Seorang tua yang tak berpendidikan tengah mengunjungi sebuah kota besar untuk pertama kali dalam hidupnya. Dia dibesarkan di sebuah dusun di pegunungan yang terpencil, bekerja keras membesarkan anak-anaknya, dan kini sedang menikmati kunjungan perdananya ke rumah anak-anaknya yang modern.

Suatu hari, sewaktu dibawa berkeliling kota, orang tua itu mendengar suara yang menyakitkan telinga. Belum pernah dia mendengar suara yang begitu tidak enak didengar semacam itu di dusunnya yang sunyi. Dia bersikeras mencari sumber bunyi itu, dan dia tiba di sebuah ruangan di belakang sebuah rumah, di mana seorang anak kecil sedang belajar bermain biola.

“Ngiiik! Ngoook!” berasal dari nada sumbang biola tersebut.

Saat dia mengetahui dari putranya bahwa itulah yang dinamakan “biola”, dia memutuskan untuk tidak akan pernah mau lagi mendengar suara yang mengerikan tersebut.
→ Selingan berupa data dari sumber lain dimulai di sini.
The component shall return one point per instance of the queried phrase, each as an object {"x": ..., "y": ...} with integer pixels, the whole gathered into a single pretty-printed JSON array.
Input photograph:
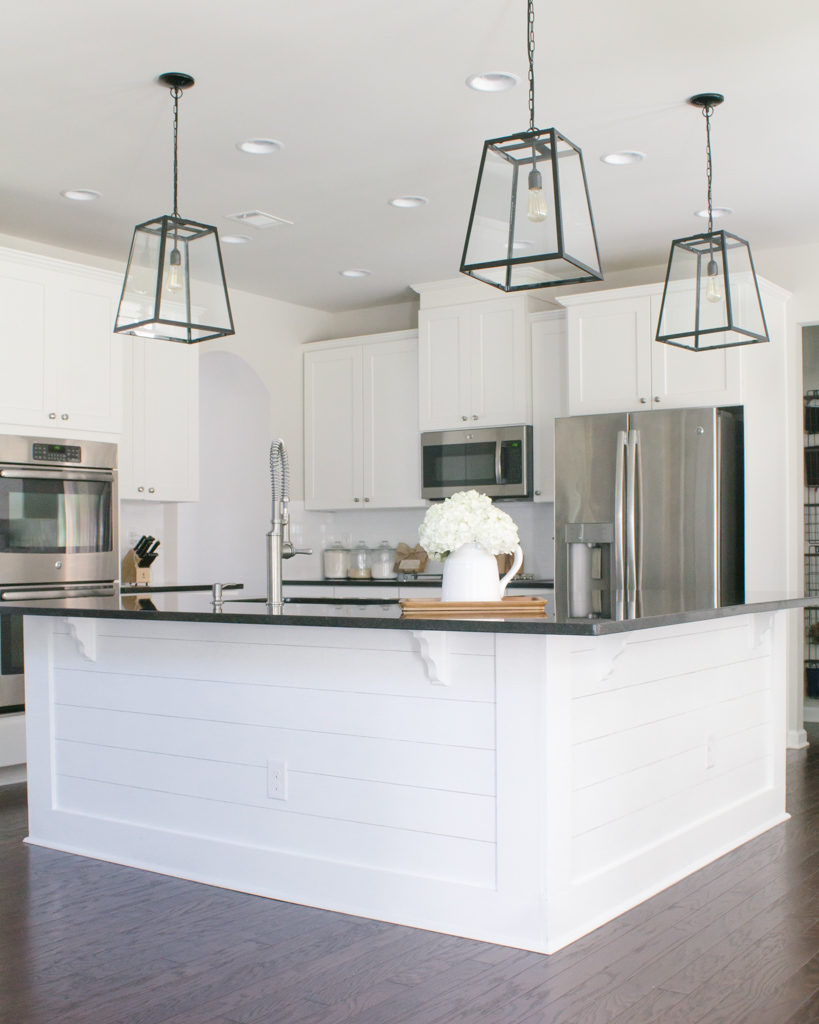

Hari berikutnya, di bagian lain kota, orang tua ini mendengar sebuah suara yang seolah membelai-belai telinga tuanya. Belum pernah dia mendengar melodi yang seindah itu di lembah gunungnya, dia pun mencari sumber suara tersebut. Ketika sampai ke sumbernya, dia tiba di ruangan depan sebuah rumah, di mana seorang perempuan tua, seorang maestro, sedang memainkan sonata dengan biolanya.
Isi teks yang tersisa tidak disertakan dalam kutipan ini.